South Africa moved yesterday to begin withdrawing from the World Court (ICC), which would effectively destroy the institution.
Africans across the continent have been complaining for some time about The Court and serious threats to leave have come from such important countries as Kenya, Egypt and Nigeria.
If South Africa leaves it’s over and done.
I love the World Court and I’m in the American minority, again. All the European countries, Canada and almost all the African countries have signed on to The Court. Among the 70 or so countries that have refused to join The Court are the U.S., China and Israel.
To me the birth of The Court in 1998 was David conquering Goliath. For the first time in human history, there was an arbiter, a judge, with absolute power of law over the majority of countries in the world, including all of Europe.
Communists, capitalists, dictators, socialists, politicians and leaders of opposite stripes and convictions, they were all beholden to the court’s singularity: the only, and the ultimate adjudication of four grievous infractions of world order:
– crimes of genocide, crimes against humanity, war crimes and crimes of aggression.
Wow. Up yours Scalia.
It’s bound by the Security Council but has an irritating independence from it. It can develop prosecutions on its own, but so far prefers to “accept” cases transferred to it from sovereign nations or institutions like the UN.
Because the thresholds for evidence and of proof are so severe, far greater than in the United States or virtually any of its member states, the court has moved glacially, but it’s moved. It’s convicted perpetrators of the Rwandan genocide, of the Blood Diamonds Wars and it’s in the thralls of trials about who caused the horrible Kenyan violence of 2007.
Hm. No cases in South America? Nothing from Asia? Currently there are 23 “cases” grouped into 9 “situations” being investigated by the World Court. They are all in Africa.
The drumbeat of imminent collapse until today was that the Court is prejudiced, perhaps racist. But with South Africa’s move today, that changed however subtly:
“There is a subculture in global politics that say some are equal but not equal to others, a ‘holy cow’ culture in which the US and other human rights violators are untouchable yet African nations are subjected to the rule of these ‘holy cows’,” writes South African businessman Bo Mbindwane in support of his country’s move to withdraw.
This, now, is the newer theme African proponents are making to leave the Court. No longer is it that the Court is racist, but that the creators of The Court — the U.S. principal among them — have refused to join and are therefore immune to its powers.
Yet America can still – and has – through its power on the Security Council referred cases to The Court, even though America cannot be prosecuted by The Court.

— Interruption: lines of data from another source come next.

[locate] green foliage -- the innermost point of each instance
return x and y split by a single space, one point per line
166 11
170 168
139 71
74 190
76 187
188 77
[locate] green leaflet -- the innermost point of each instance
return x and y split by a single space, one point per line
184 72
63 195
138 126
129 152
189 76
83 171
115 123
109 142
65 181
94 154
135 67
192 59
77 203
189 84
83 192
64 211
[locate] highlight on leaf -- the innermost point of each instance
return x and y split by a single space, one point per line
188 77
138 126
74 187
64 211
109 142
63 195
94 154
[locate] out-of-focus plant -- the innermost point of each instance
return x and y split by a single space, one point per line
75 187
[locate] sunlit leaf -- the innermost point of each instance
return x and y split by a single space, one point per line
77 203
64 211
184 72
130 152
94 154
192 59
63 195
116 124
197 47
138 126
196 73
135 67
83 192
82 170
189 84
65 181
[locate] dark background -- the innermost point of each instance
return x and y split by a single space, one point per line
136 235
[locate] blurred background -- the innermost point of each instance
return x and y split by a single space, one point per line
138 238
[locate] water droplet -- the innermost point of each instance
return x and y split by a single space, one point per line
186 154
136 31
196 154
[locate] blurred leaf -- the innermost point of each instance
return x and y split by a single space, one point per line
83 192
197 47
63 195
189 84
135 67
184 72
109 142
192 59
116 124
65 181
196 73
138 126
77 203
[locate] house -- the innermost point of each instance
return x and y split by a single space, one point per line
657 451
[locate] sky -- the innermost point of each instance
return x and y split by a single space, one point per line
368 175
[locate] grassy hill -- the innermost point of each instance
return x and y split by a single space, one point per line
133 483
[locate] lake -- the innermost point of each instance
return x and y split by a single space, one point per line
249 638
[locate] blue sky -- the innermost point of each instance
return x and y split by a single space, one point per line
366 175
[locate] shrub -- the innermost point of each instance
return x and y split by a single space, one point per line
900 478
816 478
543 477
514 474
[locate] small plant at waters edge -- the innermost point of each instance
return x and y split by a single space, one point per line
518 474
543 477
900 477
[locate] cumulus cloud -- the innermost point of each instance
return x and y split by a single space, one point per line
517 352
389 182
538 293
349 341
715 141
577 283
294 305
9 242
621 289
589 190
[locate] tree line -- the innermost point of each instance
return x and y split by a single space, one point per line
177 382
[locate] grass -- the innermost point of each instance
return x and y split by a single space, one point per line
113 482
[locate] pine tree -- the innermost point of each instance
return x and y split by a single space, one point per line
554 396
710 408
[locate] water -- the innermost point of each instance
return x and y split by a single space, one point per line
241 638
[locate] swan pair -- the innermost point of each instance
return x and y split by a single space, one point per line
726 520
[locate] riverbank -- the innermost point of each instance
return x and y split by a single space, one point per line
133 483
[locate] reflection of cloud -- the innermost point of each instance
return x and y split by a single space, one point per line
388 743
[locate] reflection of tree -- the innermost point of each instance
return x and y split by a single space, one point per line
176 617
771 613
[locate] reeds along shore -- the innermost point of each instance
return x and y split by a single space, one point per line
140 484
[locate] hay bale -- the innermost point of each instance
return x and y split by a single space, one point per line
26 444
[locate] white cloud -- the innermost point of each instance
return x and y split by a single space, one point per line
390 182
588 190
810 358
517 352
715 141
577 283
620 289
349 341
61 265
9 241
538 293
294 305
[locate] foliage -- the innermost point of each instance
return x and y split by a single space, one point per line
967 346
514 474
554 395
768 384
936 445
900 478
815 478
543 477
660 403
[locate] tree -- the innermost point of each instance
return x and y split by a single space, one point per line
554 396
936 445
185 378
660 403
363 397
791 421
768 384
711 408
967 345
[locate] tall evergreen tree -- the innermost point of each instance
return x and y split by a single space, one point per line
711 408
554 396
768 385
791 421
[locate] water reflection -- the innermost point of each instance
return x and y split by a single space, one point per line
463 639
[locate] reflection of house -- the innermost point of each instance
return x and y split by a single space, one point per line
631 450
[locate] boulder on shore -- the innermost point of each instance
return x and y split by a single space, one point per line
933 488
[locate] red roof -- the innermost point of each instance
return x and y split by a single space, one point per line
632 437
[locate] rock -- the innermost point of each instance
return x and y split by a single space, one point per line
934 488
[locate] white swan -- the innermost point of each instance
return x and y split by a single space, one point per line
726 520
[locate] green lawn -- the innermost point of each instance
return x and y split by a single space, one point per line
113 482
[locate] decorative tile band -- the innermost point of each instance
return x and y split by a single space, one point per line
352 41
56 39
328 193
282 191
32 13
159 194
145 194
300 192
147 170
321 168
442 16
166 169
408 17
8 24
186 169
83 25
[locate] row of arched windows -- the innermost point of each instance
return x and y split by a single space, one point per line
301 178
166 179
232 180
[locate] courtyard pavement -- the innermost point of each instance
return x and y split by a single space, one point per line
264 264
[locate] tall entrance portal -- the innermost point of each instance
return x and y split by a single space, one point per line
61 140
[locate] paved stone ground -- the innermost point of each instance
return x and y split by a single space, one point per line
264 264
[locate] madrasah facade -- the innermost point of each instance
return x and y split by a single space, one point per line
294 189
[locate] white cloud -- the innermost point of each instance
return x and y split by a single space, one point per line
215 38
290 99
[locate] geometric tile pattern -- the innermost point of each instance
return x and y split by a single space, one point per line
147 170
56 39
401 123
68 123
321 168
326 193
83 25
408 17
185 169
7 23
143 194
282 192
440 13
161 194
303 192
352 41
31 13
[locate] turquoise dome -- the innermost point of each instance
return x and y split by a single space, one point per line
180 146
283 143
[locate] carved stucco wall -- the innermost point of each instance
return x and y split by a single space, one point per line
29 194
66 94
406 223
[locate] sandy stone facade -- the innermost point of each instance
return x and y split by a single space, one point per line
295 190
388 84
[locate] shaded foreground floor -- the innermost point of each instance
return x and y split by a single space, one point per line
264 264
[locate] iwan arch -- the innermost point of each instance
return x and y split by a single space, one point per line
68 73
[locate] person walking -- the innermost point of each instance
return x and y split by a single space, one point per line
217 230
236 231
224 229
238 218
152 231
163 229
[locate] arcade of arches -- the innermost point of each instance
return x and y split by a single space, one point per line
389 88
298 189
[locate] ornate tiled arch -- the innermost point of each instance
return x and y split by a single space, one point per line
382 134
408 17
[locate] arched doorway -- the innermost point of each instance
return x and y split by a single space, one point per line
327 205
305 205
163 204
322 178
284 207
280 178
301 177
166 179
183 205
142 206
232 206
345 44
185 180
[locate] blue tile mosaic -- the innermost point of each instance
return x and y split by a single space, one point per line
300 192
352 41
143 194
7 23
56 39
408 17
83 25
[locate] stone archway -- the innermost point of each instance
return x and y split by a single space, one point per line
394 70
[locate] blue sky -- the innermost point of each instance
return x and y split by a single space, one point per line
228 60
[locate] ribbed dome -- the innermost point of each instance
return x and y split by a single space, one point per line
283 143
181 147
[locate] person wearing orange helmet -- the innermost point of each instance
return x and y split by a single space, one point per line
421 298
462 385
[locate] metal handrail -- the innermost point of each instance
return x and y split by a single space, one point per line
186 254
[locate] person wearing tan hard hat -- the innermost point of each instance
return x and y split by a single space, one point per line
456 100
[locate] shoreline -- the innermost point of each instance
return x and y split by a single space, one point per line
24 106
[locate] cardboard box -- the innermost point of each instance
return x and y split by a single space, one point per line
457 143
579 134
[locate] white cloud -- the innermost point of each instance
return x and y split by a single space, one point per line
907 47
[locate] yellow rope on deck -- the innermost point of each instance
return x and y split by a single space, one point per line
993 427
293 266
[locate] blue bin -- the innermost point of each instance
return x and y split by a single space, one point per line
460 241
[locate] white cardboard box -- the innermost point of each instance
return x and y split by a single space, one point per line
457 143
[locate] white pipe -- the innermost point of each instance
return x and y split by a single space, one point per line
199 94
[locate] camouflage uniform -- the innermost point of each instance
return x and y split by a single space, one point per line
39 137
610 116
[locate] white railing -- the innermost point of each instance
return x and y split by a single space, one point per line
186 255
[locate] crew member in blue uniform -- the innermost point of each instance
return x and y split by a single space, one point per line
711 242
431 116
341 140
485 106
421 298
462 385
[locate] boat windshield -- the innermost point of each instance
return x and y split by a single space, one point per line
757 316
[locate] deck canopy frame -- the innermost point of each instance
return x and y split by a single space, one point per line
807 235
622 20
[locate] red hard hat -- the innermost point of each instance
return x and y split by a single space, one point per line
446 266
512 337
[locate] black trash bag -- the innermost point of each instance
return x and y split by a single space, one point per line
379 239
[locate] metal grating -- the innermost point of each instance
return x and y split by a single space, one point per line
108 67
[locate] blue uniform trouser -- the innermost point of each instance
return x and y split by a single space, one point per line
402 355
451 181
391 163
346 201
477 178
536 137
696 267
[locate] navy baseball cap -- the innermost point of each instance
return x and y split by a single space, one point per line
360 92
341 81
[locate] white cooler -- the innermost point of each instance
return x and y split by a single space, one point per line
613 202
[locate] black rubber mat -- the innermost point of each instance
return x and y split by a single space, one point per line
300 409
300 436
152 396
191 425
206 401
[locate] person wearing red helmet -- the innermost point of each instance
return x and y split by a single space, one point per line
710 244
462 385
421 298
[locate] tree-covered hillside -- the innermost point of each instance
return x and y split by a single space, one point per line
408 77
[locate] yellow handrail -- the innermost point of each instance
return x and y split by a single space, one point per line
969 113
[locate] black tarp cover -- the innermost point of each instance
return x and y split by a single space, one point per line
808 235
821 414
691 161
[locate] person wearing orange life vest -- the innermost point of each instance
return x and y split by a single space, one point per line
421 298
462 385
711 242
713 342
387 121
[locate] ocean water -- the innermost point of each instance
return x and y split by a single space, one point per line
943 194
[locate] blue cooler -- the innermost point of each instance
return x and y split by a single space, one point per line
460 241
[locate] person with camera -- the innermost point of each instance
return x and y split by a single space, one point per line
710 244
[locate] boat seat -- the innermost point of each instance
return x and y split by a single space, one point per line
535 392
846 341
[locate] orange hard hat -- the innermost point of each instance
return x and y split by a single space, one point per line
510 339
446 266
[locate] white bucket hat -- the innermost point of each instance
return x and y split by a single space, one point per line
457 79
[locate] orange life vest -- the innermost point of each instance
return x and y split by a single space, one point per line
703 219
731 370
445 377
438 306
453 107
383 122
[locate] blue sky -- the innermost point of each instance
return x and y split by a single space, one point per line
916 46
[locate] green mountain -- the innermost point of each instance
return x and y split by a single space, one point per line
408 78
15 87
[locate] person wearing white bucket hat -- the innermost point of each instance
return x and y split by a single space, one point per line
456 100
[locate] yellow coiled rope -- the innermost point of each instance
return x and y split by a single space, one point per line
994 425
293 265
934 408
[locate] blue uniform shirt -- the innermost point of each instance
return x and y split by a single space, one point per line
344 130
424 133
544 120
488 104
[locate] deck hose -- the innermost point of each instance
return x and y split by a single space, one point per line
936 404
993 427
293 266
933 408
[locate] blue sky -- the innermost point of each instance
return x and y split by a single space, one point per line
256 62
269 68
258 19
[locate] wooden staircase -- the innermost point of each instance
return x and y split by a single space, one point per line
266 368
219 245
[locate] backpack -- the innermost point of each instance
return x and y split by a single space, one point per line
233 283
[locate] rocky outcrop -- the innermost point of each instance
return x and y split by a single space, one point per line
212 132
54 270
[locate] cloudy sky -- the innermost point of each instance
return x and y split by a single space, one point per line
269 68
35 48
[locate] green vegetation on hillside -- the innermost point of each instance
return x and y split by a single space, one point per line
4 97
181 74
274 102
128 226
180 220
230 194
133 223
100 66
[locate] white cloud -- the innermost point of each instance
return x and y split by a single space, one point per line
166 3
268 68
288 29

To me this is a much more powerful argument than that The Court is racist. The reason that Africa is exclusive to ICC prosecutions is in part because so many African countries were courageous joining. Other human rights violators like Mynamar, Syria and Laos didn’t join.
And that’s a terrible weakness of The Court: it can only go after its own, and its own are not necessarily the worst offenders.
Nascent institutions like this – even without the wholesale endorsement of all the world’s powers – may prosper when the world has a single focus on challenges likes 9/11 or the Great Recession.
Remove these overriding global horrors and space is created for more political introspection, and I think that’s what’s happening, now. Albeit that The Levant is an abject mess, worldwide the stresses of imminent hunger and economic collapse — or world war — are absent for the first time in nearly a generation.
In this qualitative and relative calm of finally surviving, the grievances of inequalities grow clearer, whether that be inequality of income, gender or … World Court jurisdiction. It’s no longer a matter of just grasping to survive, but demanding to be equal.
It’s not a done deal, yet. The call to leave The Court has come from the ANC not the government of South Africa, but as you can tell I fear this time the drumbeat means war.